Cláudio Bernardes: Essas parcerias são uma alternativa muito interessante para a ambiência econômica que estamos vivendo, pois a crise é muito grande e temos pouco recurso público. Se o poder público tem um ativo que pode ser colocado na mesa e tem o poder de regular essa questão, eu acho que esse é um modelo super vencedor. Vão fazer a licitação para o Parque Ibirapuera e mais outros cinco ou seis. A empresa que pegar o Ibirapuera também leva todo o resto. Desta forma, começamos a tentar concatenar os interesses públicos, os privados e os da população. A população quer ter um parque bem cuidado, estruturado e com banheiros em boas condições para utilizar. O poder público preferiria não gastar dinheiro para dar à população um parque com todas essas características. Se o poder privado puder fazer isso tudo e ganhar dinheiro, ele fará. O poder público não tem condição de fazer uma série de coisas que o privado pode oferecer como explorar os restaurantes e a publicidade, dentro do parque de forma adequada. Sendo assim, o poder público pode estabelecer os regramentos que garantem que aquele produto final seja bom para cidade, que é o estamos sempre querendo. No caso das habitações sociais também é a mesma coisa. Essas parcerias devem envolver questões de interesse do Estado e da população (que o Estado ordena) e ainda sobrar lucro para o empreendedor que vai investir. Com esse equilíbrio podemos considera-lo um modelo muito vencedor, mas ainda temos que o aperfeiçoar. Como o modelo é realmente muito interessante, ao invés de descarta-lo temos que lutar para melhora-lo.
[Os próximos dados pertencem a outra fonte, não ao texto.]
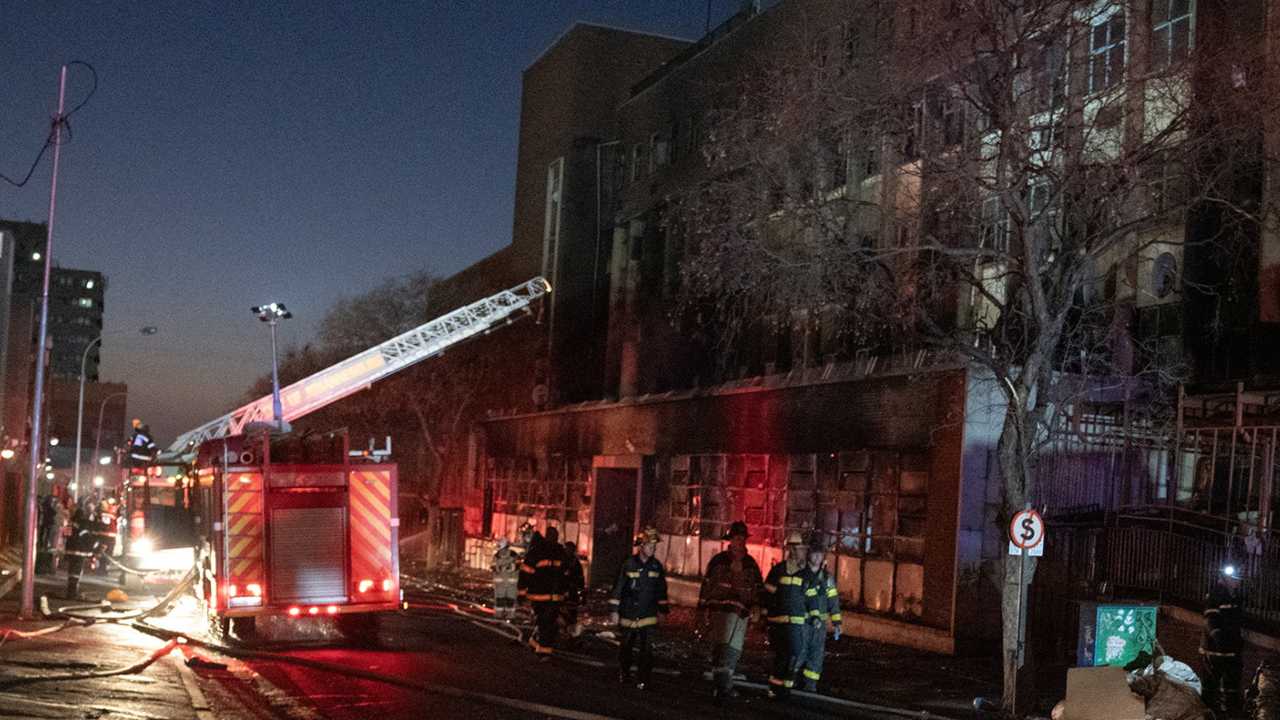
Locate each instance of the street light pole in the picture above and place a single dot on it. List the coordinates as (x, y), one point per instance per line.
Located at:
(272, 314)
(80, 418)
(277, 411)
(35, 450)
(101, 410)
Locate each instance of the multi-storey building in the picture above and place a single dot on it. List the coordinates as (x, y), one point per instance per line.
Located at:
(636, 415)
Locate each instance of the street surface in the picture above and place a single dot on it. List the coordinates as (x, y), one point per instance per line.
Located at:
(440, 659)
(435, 648)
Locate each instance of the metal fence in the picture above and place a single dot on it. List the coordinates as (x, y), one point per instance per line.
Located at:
(1178, 563)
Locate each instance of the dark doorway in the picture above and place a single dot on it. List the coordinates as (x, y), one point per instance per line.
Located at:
(615, 522)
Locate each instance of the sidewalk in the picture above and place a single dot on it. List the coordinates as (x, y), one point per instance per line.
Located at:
(53, 675)
(855, 669)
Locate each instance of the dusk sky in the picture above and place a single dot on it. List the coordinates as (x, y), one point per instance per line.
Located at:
(238, 153)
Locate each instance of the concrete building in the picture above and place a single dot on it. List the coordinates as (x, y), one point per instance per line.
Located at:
(74, 320)
(885, 449)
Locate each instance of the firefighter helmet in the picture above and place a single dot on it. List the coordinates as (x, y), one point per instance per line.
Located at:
(647, 536)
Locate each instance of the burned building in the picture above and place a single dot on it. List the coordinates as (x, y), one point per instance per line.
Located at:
(634, 414)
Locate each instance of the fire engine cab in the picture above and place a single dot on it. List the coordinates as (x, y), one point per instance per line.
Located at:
(292, 525)
(298, 524)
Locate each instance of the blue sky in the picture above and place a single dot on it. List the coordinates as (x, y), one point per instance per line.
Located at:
(237, 153)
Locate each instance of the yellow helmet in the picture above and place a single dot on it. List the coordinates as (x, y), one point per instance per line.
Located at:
(647, 536)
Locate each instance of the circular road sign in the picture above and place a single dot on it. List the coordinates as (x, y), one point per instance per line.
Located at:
(1027, 529)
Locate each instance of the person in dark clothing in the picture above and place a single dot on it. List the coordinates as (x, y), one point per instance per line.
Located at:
(542, 583)
(83, 543)
(575, 583)
(639, 597)
(142, 447)
(789, 598)
(731, 587)
(1221, 643)
(48, 534)
(827, 609)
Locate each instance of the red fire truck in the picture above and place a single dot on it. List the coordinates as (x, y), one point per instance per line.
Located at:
(301, 525)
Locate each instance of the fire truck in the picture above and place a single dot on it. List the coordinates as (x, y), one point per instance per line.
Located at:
(302, 525)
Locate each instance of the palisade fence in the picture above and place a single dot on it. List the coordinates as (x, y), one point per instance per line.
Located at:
(1133, 514)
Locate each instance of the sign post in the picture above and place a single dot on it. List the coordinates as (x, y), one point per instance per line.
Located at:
(1025, 540)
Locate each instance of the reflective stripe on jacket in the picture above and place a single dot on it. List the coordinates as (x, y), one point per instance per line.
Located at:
(728, 588)
(789, 596)
(542, 578)
(640, 592)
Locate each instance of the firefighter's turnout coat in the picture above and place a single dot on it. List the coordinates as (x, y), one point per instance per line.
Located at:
(826, 606)
(789, 600)
(542, 574)
(640, 592)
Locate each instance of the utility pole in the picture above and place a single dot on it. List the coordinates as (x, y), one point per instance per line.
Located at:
(35, 450)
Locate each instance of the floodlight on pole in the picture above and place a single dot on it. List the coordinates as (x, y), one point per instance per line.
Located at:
(27, 607)
(272, 314)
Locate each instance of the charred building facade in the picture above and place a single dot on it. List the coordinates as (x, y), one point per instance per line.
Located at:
(630, 414)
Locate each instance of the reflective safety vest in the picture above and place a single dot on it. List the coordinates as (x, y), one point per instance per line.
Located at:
(789, 596)
(506, 566)
(542, 575)
(827, 597)
(640, 592)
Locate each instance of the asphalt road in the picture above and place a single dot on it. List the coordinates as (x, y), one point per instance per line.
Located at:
(476, 674)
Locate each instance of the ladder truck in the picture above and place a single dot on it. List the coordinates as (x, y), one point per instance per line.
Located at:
(304, 525)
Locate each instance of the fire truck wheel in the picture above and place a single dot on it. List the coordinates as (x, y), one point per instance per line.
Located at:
(361, 629)
(245, 628)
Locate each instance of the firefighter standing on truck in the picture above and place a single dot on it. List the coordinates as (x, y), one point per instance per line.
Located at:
(142, 447)
(542, 583)
(827, 609)
(789, 596)
(639, 596)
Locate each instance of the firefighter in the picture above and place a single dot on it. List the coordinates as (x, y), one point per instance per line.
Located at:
(639, 597)
(542, 583)
(1221, 643)
(82, 545)
(506, 575)
(142, 449)
(575, 583)
(827, 601)
(730, 589)
(789, 596)
(105, 532)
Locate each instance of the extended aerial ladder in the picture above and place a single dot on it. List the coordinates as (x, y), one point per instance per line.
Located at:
(360, 370)
(292, 525)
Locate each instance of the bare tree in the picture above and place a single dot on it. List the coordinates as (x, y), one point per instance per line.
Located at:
(984, 178)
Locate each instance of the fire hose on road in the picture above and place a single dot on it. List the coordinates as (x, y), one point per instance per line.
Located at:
(346, 670)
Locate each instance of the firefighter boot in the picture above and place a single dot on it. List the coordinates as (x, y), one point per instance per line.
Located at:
(73, 587)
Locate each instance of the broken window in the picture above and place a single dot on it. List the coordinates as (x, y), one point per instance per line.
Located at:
(1171, 39)
(1106, 50)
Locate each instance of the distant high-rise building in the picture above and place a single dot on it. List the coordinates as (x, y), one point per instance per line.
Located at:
(74, 301)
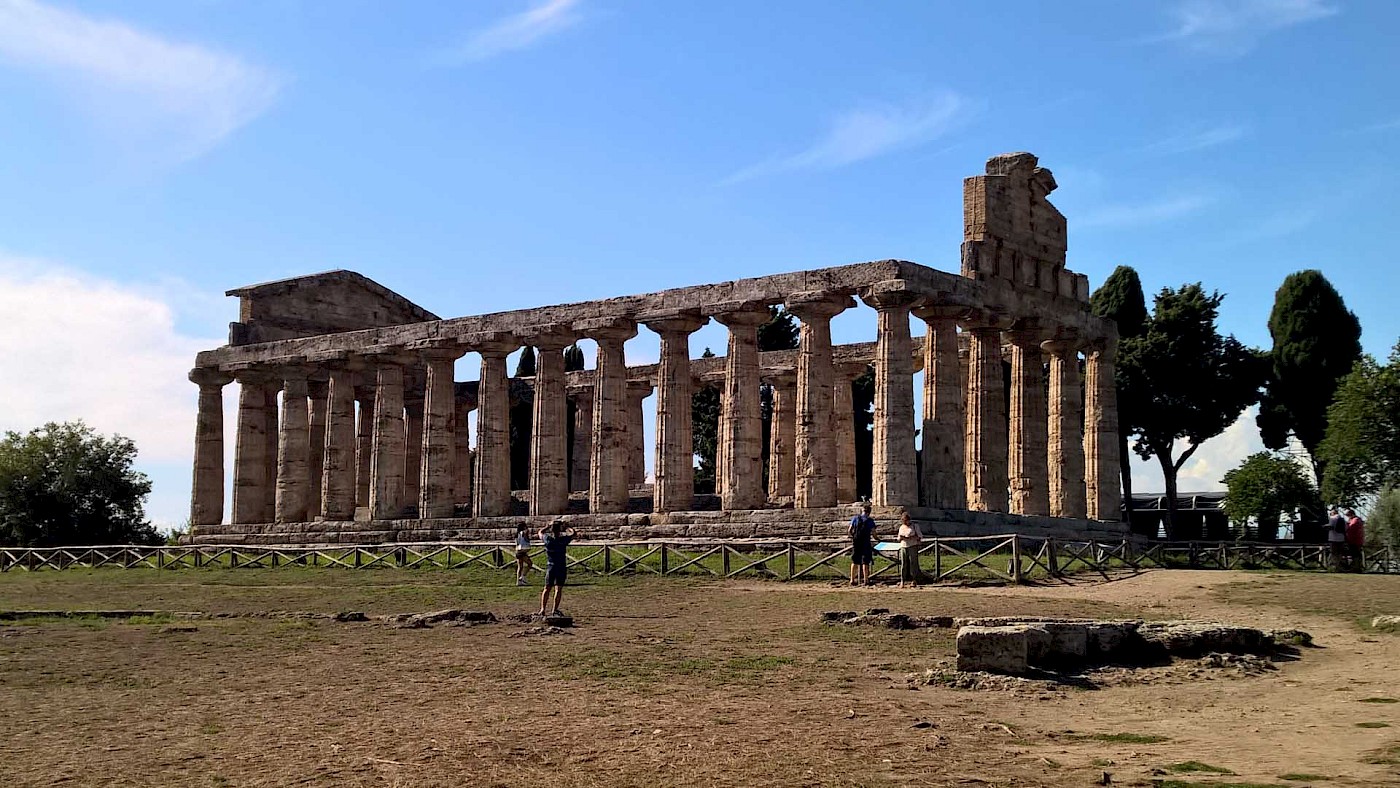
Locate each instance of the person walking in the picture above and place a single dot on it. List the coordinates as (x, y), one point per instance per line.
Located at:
(556, 564)
(909, 542)
(1355, 538)
(1337, 538)
(522, 561)
(863, 546)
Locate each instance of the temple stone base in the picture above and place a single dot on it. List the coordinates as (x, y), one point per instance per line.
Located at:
(643, 525)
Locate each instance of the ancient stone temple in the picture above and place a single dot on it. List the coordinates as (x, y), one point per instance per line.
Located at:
(352, 427)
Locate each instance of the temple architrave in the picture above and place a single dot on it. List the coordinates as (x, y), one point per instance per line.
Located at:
(353, 430)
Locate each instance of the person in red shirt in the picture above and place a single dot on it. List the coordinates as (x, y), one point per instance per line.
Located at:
(1355, 538)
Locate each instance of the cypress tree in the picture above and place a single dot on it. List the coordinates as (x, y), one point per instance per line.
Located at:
(1316, 343)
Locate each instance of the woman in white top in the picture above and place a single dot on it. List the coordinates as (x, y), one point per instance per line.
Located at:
(522, 561)
(909, 542)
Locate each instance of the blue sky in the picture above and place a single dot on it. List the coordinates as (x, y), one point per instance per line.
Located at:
(492, 154)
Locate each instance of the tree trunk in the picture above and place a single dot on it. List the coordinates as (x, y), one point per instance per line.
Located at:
(1169, 482)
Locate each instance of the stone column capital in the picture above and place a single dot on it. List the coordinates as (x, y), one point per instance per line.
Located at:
(675, 322)
(814, 305)
(742, 315)
(608, 331)
(549, 339)
(209, 377)
(891, 296)
(850, 370)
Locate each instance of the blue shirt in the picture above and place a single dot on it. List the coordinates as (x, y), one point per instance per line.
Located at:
(556, 549)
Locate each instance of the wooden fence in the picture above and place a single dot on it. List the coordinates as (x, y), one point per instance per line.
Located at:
(997, 559)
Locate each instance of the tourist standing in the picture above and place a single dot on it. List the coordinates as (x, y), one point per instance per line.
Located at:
(1337, 538)
(522, 561)
(556, 564)
(863, 546)
(909, 543)
(1355, 538)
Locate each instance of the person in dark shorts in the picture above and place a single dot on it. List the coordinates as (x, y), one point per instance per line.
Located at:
(556, 564)
(863, 546)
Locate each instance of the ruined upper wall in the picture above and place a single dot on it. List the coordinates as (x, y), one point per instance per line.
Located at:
(1012, 233)
(318, 304)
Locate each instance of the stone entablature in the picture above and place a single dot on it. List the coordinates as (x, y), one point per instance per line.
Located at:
(371, 423)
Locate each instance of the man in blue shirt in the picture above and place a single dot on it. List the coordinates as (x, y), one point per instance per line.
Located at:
(556, 567)
(863, 546)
Quando os custos são muito apertados e a renda não existe, temos que extrair as questões com criatividade. Já que não tem dinheiro, o poder público precisa usar outros mecanismos, surgindo ideias como a de transferir potencial construtivo como moeda e mecanismos como o TIF (tax incremental financing), em que os títulos são emitidos em função de impostos que serão arrecadados no futuro a partir da revitalização de algum lugar. Existe um esquema interessante em que o Estado pega uma área totalmente deteriorada e oferece (por trinta anos) para o poder privado explorar. A empresa provavelmente irá investir para transformar a região e fazer com que essa área se torne mais valorizada. Sendo assim, quando o terreno voltar para a posse do Estado, ele arrecadará muito mais de IPTU do que antes.
Cláudio Bernardes: A barreira está um pouco mais na academia do que nos bons arquitetos. Se é possível dividir os arquitetos, que eu acho difícil, existem os que estão mais acostumados a trabalhar com a iniciativa privada, que são até discriminados perante a classe como um todo. Existem os chamados bons arquitetos (e eu os coloco nesse nível principalmente por causa do preço que cobram, porque são bons, porque são famosos, inteligentes, tem ideias brilhantes, e isso vale) e tem a academia. A maior barreira é na academia, porque ela dissocia o produto-arquitetura do produto-mercado (e não interessa se é imobiliário ou não). O produto arquitetura como um ente acadêmico tem o seu valor, mas muitos deles quando colocados no mercado, do ponto de vista prático, não tem valor nenhum. A pessoa passa trinta anos na academia fazendo coisas que nunca sairão do papel, mas tem a sua importância porque esses estudos evoluirão para algo que será executado um dia. Para isso, é preciso que haja a compreensão de que só vai sair do papel aquilo que tiver mercado (não falo apenas do mercado imobiliário e sim de uma forma ampla). Da mesma forma que os projetos feitos pelos arquitetos renomados, só têm espaço no mercado se atuarem em um nicho aonde haja esse equilíbrio econômico-financeiro do valor da ideia que eles têm. Um arquiteto como o Jean Nouvel tem um produto tão brilhante que, apesar de cobrar muito caro, existe um meio de pessoas (com muito poder aquisitivo) que querem pagar por isso. Desta forma, a equação se torna viável.
Cláudio Bernardes: Para começar a mudar os produtos arquitetônicos, reconfigurar a questão dos custos de produção e do gosto do consumidor, tem que haver um processo interativo entre o incorporador e os arquitetos. O empreendedor faz aquilo que vende, aquilo que as pessoas gostam, mas é o que eu falei anteriormente: tem coisas que as pessoas gostam mas que nem sabem que existe. Os próprios arquitetos têm que ser um pouco mais arrojados nas suas propostas, para convencer os incorporadores que aquilo é bonito, vai vender e que tem formas de produzir coisas bonitas e diferentes com os mesmos custos. Cabe aos arquitetos propor isso, porque existe uma certa inércia do incorporador. Claro que existem alguns que vão atrás dessas novidades e de arquitetos que eles viram que tem projetos mais interessantes. Os dois têm que se movimentar um pouco, mas se os arquitetos forem um pouco mais proativos vai acelerar o processo.